Но, видно, проворонили…
— Как произошло, что ты упустил государственного преступника? — обратился Буслаев к Сергею, едва сдерживая себя, чтобы не опуститься до брани.
— Сам не знаю, товарищ лейтенант, — стушевался Сергей. — Все произошло в какие-то мгновения. Лишь чуть окно скрипнуло, я к нему. Он — от меня. Как сиганет на крышу сарая. Ну и силища у этого бандюги! Я ухватил его за порточину, но он вырвался и… вот, у меня остался лишь лоскут его штанины…
— Жаль, что не целиком штаны, — сдерживая возмущение, сказал Буслаев. — Доложи младшему лейтенанту Лиханову, что ты арестован на десять суток строгой гауптвахты за сон на посту. Условно. Отсидишь потом, когда позволит обстановка.
Сергей застыл в недоумении: за такое ЧП строевой командир отдал бы солдата под трибунал.
— Есть доложить начальнику отделения милиции! — повторил он приказ.
— Я слышал, ты рисуешь. Сделай несколько экземпляров портрета Краковского, чтобы можно было вывесить на видных местах в городе, в поселках. Напиши под ним крупными буквами: «За выдачу особо опасного преступника вознаграждение». Какое именно, укажем потом. Надо обдумать.
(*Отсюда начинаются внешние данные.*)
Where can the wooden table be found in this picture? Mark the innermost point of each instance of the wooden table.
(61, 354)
— Будет сделано, товарищ лейтенант! — с готовностью искупить свою вину произнес Сергей. — Краковский повесил моего старшего брата-подпольщика.
— В таком случае, выступишь в трибунале свидетелем по его делу.
Когда Буслаев ушел, Сергей подумал: надо было бы сказать ему о Федоре Рябинине. Но ведь под горячую руку решит еще, что скрывал это. И тогда — прощай отряд осодмильцев…
В побеге Краковского Буслаев винил и себя: следовало установить охрану и снаружи здания, под окном, но он этого не сделал.
Освещенный луной вдоль металлической ограды костела крадучись передвигался человек, сопровождаемый собственной тенью. В какой-то момент он ловко подтянулся и мгновенно перелез через нее. Осмотревшись, пополз к обители ксендза. Сердце готово было вырваться из груди. Прислушавшись и убедившись, что кругом спокойно и опасности для него нет, приподнялся и постучал в окно.